どういうわけか知らぬが貧乏神をえらく気にいった侘助は、喜市が「狭くなるだけだ」と忠告したにもかかわらず、清次郎の部屋で寝起きしていた。

それなものでここ何日か、喜市が仕事に出る時間は侘助に一声かけに清次郎の家に顔を出してから振り売りに行っていたのだが、今日はそれがこない。


晴れて陽気の良い、絶好の振り売り日和なのにどうしたものだろう、あるいはもう出かけたのだろうかと妙に不安を覚えた清次郎は出掛けに喜市の部屋を訪ねた。


「もし、いるのか、喜市」

「あいよ」

問い掛けに少し遅れて、部屋からは低く苦しそうな返事が聞こえる。

「入るぞ」

と清次郎が戸を引くと、そこには掻巻きの中で悶えるように眉を潜めた汗だくの喜市がいた。

「おお、清次郎殿」

「これは一体どうした」

近づきかけた清次郎を、喜市は手を突き出して制止した。

「わるいねえ清次郎殿。

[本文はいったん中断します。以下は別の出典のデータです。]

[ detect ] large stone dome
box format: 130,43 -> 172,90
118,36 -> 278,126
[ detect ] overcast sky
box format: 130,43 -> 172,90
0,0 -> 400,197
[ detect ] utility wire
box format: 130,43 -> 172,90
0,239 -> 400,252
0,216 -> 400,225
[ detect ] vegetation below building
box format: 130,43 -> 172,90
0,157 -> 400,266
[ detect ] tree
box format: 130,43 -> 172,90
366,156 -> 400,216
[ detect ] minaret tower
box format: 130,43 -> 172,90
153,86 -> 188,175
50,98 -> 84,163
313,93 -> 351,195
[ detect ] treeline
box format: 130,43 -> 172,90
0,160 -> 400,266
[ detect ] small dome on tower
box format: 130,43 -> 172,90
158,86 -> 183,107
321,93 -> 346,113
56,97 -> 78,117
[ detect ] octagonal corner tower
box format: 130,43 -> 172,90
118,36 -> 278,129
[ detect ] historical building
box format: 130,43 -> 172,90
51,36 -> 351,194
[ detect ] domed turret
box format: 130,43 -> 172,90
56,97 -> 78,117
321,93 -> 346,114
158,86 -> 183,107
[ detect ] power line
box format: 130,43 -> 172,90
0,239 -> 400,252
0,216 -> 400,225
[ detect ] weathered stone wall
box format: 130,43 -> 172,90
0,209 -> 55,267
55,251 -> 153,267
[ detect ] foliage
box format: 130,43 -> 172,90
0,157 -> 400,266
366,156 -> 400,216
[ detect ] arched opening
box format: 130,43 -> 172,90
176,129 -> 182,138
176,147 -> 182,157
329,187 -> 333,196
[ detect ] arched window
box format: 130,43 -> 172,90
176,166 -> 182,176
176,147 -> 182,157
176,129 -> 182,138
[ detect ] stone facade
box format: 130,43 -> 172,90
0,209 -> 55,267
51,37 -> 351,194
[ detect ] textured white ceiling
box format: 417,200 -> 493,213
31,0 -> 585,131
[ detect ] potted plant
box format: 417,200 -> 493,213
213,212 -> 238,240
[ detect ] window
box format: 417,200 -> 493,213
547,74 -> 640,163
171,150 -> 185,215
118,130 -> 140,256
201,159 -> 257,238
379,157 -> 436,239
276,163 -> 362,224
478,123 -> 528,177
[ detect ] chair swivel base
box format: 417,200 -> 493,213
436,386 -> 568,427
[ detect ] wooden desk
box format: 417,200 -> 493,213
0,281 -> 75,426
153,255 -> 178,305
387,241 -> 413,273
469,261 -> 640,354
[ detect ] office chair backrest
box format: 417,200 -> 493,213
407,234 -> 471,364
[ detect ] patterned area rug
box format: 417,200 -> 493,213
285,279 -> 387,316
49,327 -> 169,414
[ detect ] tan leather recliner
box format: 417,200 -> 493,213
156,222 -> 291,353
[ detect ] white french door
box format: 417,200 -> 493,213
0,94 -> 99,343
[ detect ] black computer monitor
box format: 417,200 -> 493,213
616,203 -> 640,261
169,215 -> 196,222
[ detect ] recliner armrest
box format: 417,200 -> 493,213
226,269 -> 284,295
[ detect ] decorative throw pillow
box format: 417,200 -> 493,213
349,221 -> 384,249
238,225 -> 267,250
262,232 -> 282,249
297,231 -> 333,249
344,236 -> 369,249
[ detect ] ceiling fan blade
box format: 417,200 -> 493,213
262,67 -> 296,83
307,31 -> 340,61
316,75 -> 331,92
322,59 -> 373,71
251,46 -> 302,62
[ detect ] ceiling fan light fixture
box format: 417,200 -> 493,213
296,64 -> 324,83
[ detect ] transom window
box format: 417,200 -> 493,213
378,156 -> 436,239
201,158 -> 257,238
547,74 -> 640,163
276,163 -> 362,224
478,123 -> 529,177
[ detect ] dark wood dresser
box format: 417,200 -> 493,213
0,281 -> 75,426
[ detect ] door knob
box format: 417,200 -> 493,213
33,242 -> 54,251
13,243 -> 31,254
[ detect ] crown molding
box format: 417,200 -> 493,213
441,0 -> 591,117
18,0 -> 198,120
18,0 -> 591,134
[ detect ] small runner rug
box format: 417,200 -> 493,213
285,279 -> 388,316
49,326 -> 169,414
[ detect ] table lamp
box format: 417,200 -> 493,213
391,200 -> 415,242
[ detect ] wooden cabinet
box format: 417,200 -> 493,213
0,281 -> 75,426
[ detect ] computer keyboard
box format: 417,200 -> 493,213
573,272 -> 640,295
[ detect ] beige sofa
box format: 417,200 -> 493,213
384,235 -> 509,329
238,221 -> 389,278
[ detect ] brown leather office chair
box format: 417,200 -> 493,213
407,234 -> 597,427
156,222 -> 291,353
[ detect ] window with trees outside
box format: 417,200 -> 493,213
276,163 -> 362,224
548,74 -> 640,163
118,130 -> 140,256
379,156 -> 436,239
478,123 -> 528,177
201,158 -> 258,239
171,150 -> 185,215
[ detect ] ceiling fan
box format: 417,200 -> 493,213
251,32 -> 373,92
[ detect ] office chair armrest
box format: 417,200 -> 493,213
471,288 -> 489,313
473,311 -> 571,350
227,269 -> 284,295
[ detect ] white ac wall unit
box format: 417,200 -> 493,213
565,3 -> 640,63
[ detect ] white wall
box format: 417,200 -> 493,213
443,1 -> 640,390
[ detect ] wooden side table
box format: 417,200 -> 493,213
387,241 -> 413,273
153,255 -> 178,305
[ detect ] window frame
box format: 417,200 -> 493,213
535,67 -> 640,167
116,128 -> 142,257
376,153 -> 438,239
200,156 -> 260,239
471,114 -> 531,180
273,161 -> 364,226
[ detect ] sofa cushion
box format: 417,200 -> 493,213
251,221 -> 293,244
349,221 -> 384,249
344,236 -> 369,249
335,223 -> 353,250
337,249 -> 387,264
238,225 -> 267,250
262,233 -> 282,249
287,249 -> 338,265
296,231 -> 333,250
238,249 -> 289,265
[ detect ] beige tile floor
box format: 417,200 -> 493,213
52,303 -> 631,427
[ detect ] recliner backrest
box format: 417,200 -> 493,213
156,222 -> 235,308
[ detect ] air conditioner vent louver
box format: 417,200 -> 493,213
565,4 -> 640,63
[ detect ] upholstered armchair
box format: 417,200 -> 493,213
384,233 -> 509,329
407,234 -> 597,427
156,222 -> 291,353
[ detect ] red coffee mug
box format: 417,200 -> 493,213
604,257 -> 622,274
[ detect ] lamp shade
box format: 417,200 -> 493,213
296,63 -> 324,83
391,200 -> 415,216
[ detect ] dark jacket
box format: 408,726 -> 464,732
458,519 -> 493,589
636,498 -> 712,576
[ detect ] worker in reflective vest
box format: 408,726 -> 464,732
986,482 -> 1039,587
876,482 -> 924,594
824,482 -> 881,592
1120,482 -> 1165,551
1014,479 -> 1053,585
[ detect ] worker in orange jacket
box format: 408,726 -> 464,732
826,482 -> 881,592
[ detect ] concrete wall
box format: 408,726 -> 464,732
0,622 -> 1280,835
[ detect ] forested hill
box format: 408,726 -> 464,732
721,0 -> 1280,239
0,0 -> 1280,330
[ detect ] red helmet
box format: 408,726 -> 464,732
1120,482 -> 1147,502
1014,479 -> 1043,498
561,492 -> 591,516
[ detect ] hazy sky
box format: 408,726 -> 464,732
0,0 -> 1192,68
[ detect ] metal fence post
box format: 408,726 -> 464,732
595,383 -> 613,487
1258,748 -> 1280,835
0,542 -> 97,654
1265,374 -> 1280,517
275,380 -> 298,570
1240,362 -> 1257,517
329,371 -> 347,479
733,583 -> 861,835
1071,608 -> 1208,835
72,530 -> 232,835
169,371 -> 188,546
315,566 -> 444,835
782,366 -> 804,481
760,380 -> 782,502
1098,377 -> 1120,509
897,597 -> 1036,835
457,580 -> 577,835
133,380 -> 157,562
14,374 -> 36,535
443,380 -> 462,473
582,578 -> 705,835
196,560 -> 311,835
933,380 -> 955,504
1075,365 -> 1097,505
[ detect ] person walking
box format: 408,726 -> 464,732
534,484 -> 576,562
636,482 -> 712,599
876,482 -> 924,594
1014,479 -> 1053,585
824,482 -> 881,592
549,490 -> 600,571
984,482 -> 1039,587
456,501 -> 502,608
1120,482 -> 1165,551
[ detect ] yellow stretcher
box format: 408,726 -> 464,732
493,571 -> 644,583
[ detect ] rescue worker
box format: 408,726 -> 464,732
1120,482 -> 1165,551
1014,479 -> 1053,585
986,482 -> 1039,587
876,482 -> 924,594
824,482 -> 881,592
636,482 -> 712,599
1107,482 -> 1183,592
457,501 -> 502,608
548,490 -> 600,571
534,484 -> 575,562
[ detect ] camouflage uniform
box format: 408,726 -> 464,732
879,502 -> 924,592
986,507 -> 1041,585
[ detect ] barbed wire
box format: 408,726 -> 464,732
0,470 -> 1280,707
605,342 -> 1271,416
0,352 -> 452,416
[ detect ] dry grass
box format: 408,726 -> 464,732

夜から腹下しが酷くてねえ、食い物に当たったか」

言いかけてふと喜市は言いよどむ。

「もしやコロリかもしれんな」

一瞬で目を丸くした清次郎に苦笑いを浮かべ、喜市は目を閉じた。

「だから侘助をお願いするよ」

消え入りそうな声に清次郎は焦った。

それもそのはずで、この夏、江戸ではコロリと呼ばれる死の病が流行っていて、人がばたばたと死んでいる。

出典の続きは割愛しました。